We had a perfectly adequate summer off, doing Vacation Bible School and, um, trips to the hospital, and when the second week of August hit, I up and started our school. We obviously weren’t getting any more summer accomplished, and I thought maybe if we started fall activities, summer would go away and leave us alone. It was time.
It’s working, surprisingly enough. I had a sore throat the whole week, but other than that, we were so happy. Meg blossomed under the structure and intellectual stimulation, or something like that, and Kate cheerfully puttered around the edges, and I was all, yay ancient Rome! I love nouns! Yay math workbooks! Hurray for nature studies! School is much more interesting than cooking and cleaning!
Meg and I have been reading through The Rotten Romans by Terry Deary. It’s written in a breezy, entertaining style, full of comic strips and “What would you do if you were Vercingetorix???” quizzes. The advantage to this is that Meg is really enjoying it. The disadvantage is it’s really written for the gross-out boy crowd, which we are not, so I keep quietly editing. There’ll be time enough for Spartacus’s slave revolt and that charming subsequent mass crucifixion when we aren’t six and two.
Meg has an unexpected knack for military strategy. She gets it from her father. I will forever treasure the day she was sword-fighting with her little boy friends and chased after one of them, waving a foam sword and shrieking, “No, no!
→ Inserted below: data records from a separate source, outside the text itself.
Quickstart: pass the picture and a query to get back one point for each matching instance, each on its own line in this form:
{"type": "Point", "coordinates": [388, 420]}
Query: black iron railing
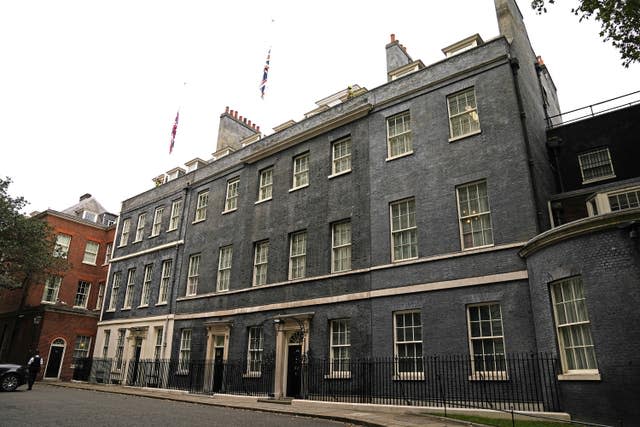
{"type": "Point", "coordinates": [525, 382]}
{"type": "Point", "coordinates": [203, 376]}
{"type": "Point", "coordinates": [81, 368]}
{"type": "Point", "coordinates": [528, 382]}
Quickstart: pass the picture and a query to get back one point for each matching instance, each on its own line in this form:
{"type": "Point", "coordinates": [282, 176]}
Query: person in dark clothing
{"type": "Point", "coordinates": [34, 367]}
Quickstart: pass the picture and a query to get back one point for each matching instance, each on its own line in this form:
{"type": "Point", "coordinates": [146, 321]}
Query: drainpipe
{"type": "Point", "coordinates": [515, 66]}
{"type": "Point", "coordinates": [177, 270]}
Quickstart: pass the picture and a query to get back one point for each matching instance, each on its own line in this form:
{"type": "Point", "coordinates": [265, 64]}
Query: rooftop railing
{"type": "Point", "coordinates": [593, 110]}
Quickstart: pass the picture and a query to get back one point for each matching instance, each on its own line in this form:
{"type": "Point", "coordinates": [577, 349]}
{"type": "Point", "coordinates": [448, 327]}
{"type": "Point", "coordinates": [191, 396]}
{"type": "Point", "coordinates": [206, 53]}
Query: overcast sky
{"type": "Point", "coordinates": [89, 89]}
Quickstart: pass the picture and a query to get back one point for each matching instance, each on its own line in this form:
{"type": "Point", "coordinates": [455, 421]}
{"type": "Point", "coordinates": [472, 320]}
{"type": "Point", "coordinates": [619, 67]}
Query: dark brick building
{"type": "Point", "coordinates": [59, 316]}
{"type": "Point", "coordinates": [395, 222]}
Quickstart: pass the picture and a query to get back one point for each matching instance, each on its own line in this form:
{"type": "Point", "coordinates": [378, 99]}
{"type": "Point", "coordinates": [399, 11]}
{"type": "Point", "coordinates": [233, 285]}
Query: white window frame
{"type": "Point", "coordinates": [341, 249]}
{"type": "Point", "coordinates": [81, 347]}
{"type": "Point", "coordinates": [486, 329]}
{"type": "Point", "coordinates": [184, 356]}
{"type": "Point", "coordinates": [300, 171]}
{"type": "Point", "coordinates": [201, 206]}
{"type": "Point", "coordinates": [82, 294]}
{"type": "Point", "coordinates": [340, 348]}
{"type": "Point", "coordinates": [167, 266]}
{"type": "Point", "coordinates": [585, 158]}
{"type": "Point", "coordinates": [115, 289]}
{"type": "Point", "coordinates": [468, 117]}
{"type": "Point", "coordinates": [417, 373]}
{"type": "Point", "coordinates": [174, 220]}
{"type": "Point", "coordinates": [193, 274]}
{"type": "Point", "coordinates": [156, 227]}
{"type": "Point", "coordinates": [404, 229]}
{"type": "Point", "coordinates": [401, 137]}
{"type": "Point", "coordinates": [51, 289]}
{"type": "Point", "coordinates": [146, 285]}
{"type": "Point", "coordinates": [474, 211]}
{"type": "Point", "coordinates": [105, 343]}
{"type": "Point", "coordinates": [298, 255]}
{"type": "Point", "coordinates": [124, 233]}
{"type": "Point", "coordinates": [567, 316]}
{"type": "Point", "coordinates": [231, 197]}
{"type": "Point", "coordinates": [255, 351]}
{"type": "Point", "coordinates": [107, 253]}
{"type": "Point", "coordinates": [260, 263]}
{"type": "Point", "coordinates": [142, 220]}
{"type": "Point", "coordinates": [265, 192]}
{"type": "Point", "coordinates": [91, 256]}
{"type": "Point", "coordinates": [341, 156]}
{"type": "Point", "coordinates": [128, 292]}
{"type": "Point", "coordinates": [100, 299]}
{"type": "Point", "coordinates": [225, 260]}
{"type": "Point", "coordinates": [63, 243]}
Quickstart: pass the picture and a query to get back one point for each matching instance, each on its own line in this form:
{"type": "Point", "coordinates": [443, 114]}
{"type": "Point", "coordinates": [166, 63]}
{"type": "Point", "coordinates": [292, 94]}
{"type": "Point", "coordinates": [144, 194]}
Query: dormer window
{"type": "Point", "coordinates": [90, 216]}
{"type": "Point", "coordinates": [463, 45]}
{"type": "Point", "coordinates": [596, 165]}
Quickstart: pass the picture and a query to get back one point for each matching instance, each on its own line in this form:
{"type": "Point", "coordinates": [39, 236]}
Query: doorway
{"type": "Point", "coordinates": [54, 361]}
{"type": "Point", "coordinates": [136, 359]}
{"type": "Point", "coordinates": [218, 363]}
{"type": "Point", "coordinates": [294, 370]}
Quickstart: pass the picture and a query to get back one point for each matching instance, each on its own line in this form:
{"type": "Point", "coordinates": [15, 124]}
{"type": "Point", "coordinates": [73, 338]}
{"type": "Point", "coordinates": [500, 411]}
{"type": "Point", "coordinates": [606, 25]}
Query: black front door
{"type": "Point", "coordinates": [53, 366]}
{"type": "Point", "coordinates": [136, 360]}
{"type": "Point", "coordinates": [218, 369]}
{"type": "Point", "coordinates": [294, 370]}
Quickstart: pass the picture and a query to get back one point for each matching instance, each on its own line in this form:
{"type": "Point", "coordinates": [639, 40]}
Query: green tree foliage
{"type": "Point", "coordinates": [619, 19]}
{"type": "Point", "coordinates": [26, 244]}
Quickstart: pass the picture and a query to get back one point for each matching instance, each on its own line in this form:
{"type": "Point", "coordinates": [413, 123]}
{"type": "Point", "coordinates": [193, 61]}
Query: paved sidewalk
{"type": "Point", "coordinates": [365, 415]}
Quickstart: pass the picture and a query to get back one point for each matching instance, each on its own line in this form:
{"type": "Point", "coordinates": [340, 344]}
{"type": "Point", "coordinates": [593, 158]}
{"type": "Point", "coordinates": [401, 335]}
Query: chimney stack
{"type": "Point", "coordinates": [397, 56]}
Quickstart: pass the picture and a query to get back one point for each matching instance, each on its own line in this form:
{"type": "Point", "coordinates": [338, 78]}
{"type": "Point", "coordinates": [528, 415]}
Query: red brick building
{"type": "Point", "coordinates": [59, 316]}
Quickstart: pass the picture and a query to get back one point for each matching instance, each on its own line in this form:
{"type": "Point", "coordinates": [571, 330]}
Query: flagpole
{"type": "Point", "coordinates": [174, 129]}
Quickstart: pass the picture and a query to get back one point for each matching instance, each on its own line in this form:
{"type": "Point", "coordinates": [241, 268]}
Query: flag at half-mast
{"type": "Point", "coordinates": [263, 84]}
{"type": "Point", "coordinates": [173, 132]}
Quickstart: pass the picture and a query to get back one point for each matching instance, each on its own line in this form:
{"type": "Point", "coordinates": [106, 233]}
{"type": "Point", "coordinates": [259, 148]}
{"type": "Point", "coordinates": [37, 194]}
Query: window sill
{"type": "Point", "coordinates": [338, 376]}
{"type": "Point", "coordinates": [395, 261]}
{"type": "Point", "coordinates": [489, 376]}
{"type": "Point", "coordinates": [409, 376]}
{"type": "Point", "coordinates": [595, 376]}
{"type": "Point", "coordinates": [291, 190]}
{"type": "Point", "coordinates": [466, 135]}
{"type": "Point", "coordinates": [477, 247]}
{"type": "Point", "coordinates": [262, 201]}
{"type": "Point", "coordinates": [335, 175]}
{"type": "Point", "coordinates": [399, 156]}
{"type": "Point", "coordinates": [600, 178]}
{"type": "Point", "coordinates": [252, 375]}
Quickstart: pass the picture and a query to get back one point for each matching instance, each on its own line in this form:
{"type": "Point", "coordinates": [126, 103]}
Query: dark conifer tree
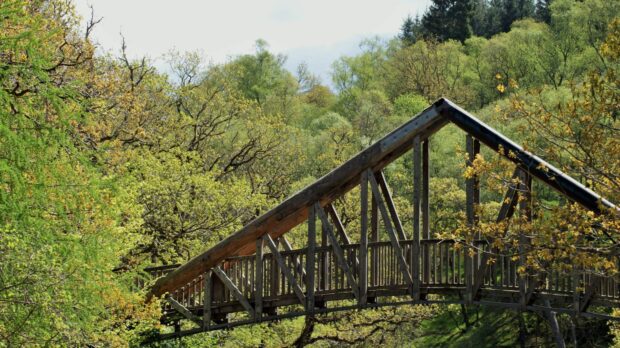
{"type": "Point", "coordinates": [410, 31]}
{"type": "Point", "coordinates": [448, 19]}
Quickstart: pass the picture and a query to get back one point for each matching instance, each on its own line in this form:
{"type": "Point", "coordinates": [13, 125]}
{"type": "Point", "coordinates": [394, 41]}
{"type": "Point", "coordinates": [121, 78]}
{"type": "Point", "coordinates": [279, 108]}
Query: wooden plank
{"type": "Point", "coordinates": [310, 260]}
{"type": "Point", "coordinates": [374, 236]}
{"type": "Point", "coordinates": [333, 214]}
{"type": "Point", "coordinates": [363, 269]}
{"type": "Point", "coordinates": [425, 209]}
{"type": "Point", "coordinates": [258, 294]}
{"type": "Point", "coordinates": [525, 201]}
{"type": "Point", "coordinates": [184, 311]}
{"type": "Point", "coordinates": [388, 225]}
{"type": "Point", "coordinates": [234, 290]}
{"type": "Point", "coordinates": [331, 211]}
{"type": "Point", "coordinates": [285, 269]}
{"type": "Point", "coordinates": [324, 266]}
{"type": "Point", "coordinates": [387, 196]}
{"type": "Point", "coordinates": [294, 210]}
{"type": "Point", "coordinates": [207, 299]}
{"type": "Point", "coordinates": [342, 262]}
{"type": "Point", "coordinates": [417, 191]}
{"type": "Point", "coordinates": [470, 209]}
{"type": "Point", "coordinates": [298, 266]}
{"type": "Point", "coordinates": [506, 211]}
{"type": "Point", "coordinates": [275, 276]}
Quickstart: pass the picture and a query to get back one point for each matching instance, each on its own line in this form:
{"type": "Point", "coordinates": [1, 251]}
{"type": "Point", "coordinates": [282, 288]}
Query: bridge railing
{"type": "Point", "coordinates": [442, 266]}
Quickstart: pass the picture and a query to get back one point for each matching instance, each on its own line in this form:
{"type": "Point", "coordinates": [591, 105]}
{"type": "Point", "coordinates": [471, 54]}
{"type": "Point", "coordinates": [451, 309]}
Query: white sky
{"type": "Point", "coordinates": [313, 31]}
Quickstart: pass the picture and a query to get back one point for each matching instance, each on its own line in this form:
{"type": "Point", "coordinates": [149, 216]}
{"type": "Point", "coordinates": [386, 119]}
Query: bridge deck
{"type": "Point", "coordinates": [238, 279]}
{"type": "Point", "coordinates": [443, 273]}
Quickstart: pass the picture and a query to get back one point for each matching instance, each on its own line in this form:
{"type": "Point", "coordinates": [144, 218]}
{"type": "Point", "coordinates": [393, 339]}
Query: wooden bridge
{"type": "Point", "coordinates": [255, 275]}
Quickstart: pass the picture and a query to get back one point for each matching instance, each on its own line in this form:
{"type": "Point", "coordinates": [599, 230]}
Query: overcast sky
{"type": "Point", "coordinates": [313, 31]}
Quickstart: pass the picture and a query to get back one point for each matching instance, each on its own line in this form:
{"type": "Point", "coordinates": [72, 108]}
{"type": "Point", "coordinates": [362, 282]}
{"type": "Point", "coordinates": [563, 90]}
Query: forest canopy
{"type": "Point", "coordinates": [109, 165]}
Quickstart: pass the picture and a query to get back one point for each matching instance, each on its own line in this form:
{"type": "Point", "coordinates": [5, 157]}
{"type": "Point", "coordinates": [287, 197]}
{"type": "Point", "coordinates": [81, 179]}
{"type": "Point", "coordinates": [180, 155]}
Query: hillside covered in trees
{"type": "Point", "coordinates": [108, 166]}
Don’t retreat, you’re WINNING!” So she’s following right along with the Romans and the Britons backseat-driving their sieges. The book mentioned that the Britons were iron miners, which triggered her Minecraft reasoning. In Minecraft, when you dig for iron, you often come across lava, which can be picked up in a bucket. Meg suggested the Britons pour lava over the town walls to chase off the Roman siege. That certainly would have been effective. I disappointed her deeply by saying we can’t make buckets that hold lava in the real world. We agreed that boiling oil and tar was an acceptable substitute, which Vercingetorix did use, but it was not as good.
And then the book started talking about Boudicca.
I actually do know something about Boudicca, because I studied and translated the original sources for a Latin paper in college. I know, for instance, that the two main sources are Tacitus, whose father-in-law was present for her revolt, and Dio Cassius, who lived about 150 years later and whom I remember as a purveyor of tall tales for bored Romans. Dio Cassius has most of the entertaining details, including the dramatic bits about Boudicca being six feet tall with wild red hair, but he’s just not as reliable, historically speaking.
I was really excited when The Rotten Romans started quoting Dio Cassius. A children’s book! Quoting an actual source! Major bonus points! Okay, it was Dio Cassius, and that’s not a great translation, but still! Then The Rotten Romans went into Tacitus’s account of the battle, dismissed his casualty counts as utter nonsense, and went so far as to accuse Tacitus of fibbing. It actually spent a couple of paragraphs talking about judging the reliability of your sources. I was impressed again that a children’s book would go into that, because children’s histories are often sloppy—but seriously? You dismiss Tacitus and quote Dio Cassius without batting an eye? Priorities, people!
So bless her heart, in her first week of first grade, Meg got to learn about Vercingetorix, Roman siege tactics, Boudicca’s revolt, and how Tacitus was a way better historian than Dio Cassius and you shouldn’t believe everything you read in history books. Meg, incidentally, holds to the theory that Tacitus and Dio Cassius were both wrong, and actually the Romans killed Boudicca.
Next I think we’ll start on Plutarch. He says “Sulla” is a nickname that means “Pimply.”